After the initial rush of inspiration is over, the real work begins, wrestling the beast to the ground. The search engines of my subconscious “googled” through my literary database and came up with three major images:

  1. 1.The opening pages of Kahil Gilbran’s “The Prophet”, in which a metaphysical master, preparing to leave his home forever, addresses his followers.

  2. 2.Paul Simon’s “The Boxer” (“So I’m laying out my winter clothes and wishing I was home, going home”) and “Sounds of Silence” (“I turn my collar to the cold and damp”), two images this ex-NYC boy can relate to.

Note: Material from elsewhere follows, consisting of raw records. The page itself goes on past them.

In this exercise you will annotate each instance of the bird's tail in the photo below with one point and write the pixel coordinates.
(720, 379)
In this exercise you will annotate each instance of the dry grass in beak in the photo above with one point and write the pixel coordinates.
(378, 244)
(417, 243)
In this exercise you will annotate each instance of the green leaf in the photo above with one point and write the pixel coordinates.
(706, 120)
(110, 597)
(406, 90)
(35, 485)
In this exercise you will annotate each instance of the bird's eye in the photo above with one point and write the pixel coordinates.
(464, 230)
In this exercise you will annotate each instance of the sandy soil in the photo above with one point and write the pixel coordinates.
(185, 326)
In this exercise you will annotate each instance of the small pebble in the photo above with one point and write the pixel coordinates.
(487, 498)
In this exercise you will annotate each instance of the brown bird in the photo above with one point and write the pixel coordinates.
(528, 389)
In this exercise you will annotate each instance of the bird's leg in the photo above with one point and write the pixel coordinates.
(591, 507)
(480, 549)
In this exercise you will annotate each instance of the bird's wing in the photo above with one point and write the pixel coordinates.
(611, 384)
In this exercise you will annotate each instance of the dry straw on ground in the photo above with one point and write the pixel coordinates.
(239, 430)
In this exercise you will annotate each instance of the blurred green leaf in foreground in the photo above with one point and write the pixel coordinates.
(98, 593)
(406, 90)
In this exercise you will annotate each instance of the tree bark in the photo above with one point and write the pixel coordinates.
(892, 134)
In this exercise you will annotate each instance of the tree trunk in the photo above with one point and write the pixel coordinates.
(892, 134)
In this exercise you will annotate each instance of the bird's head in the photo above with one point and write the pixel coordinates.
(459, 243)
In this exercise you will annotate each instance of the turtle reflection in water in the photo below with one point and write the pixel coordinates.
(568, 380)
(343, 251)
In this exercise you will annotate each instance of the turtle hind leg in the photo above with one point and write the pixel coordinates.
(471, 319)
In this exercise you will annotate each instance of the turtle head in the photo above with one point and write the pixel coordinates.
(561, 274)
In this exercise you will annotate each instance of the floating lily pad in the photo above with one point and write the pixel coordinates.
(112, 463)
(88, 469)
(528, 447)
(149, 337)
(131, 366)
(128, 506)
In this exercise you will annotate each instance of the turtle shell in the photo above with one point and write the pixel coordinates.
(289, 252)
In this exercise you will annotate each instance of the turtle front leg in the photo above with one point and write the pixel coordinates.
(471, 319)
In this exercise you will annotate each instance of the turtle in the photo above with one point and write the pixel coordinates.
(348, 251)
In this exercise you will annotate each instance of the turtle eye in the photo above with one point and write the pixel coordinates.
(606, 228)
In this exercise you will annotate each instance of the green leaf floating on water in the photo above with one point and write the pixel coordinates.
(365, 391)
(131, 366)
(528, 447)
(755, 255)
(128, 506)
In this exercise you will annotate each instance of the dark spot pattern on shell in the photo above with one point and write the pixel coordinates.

  3. 3.Homer’s “The Odyssey”, which chronicles the ten year struggle of a warrior King to return to his beloved wife and home land. He vows to return, and their blind faith in the power of their love for each other keeps their dream alive (“Angels of the waters, Sirens of the Sea”).

The song just poured out. Musically, I heard the whole arrangement in my head. I knew there was something special about this song, but it didn’t seem to fit any commercial categories on the current musical scene, and I was light years away from a record deal myself. So, I just thanked the Muse and tucked the song away for a couple of years.


I first met Graham Nash on a NYC street corner in the late sixties. I was leaving Allegro Studios after an all night session with my 1st top ten band, “Every Mother’s Son”. He was looking for the studio, and noticing my guitar case, asked me for directions. I recognized him instantly and awkwardly introduced myself. He was courteous, chipper, and freezing; I was thrilled to have met my Hollies Hero.

Our next encounter was around early 1969 at Wally Heider Studios in Hollywood. I was working on the soundtrack for an original movie musical I was involved in (it made the Monkees look like Masterpiece Theater!). One of my band mates used to be a roadie for the Buffalo Springfield, and mentioned that Stills was recording next door with his band, “The Frozen Noses”. We thought we’d sneak a listen. Now -- picture the setup -- Studio B had this odd arrangement where you entered from the street and walked right into the control room. Just as we walked in, the down beat of “Suite Judy Blue Eyes” blasted away on the big speakers. Stills had just laid down the lead guitar overdubs, and CSN (and their wonderful engineer, Bill Halverson) were listening back to the entire piece for the first time. Crosby recognized my friend, and passed us a "party favor". Words can’t describe what the mood was like in that room. After the final “Dit-dit-di-it”, the room got quiet; we all knew this was a milestone moment in Rock music. I felt like a voyeur on their musical honeymoon. Then the soundtrack producer came in to collect us. It was like one of those “white light” near death experiences - I’d heard the Angels sing, and now I was being dragged screaming out of the light and back into my own mundane session. CSN went on make musical history; I rode the movie project right down the toilet.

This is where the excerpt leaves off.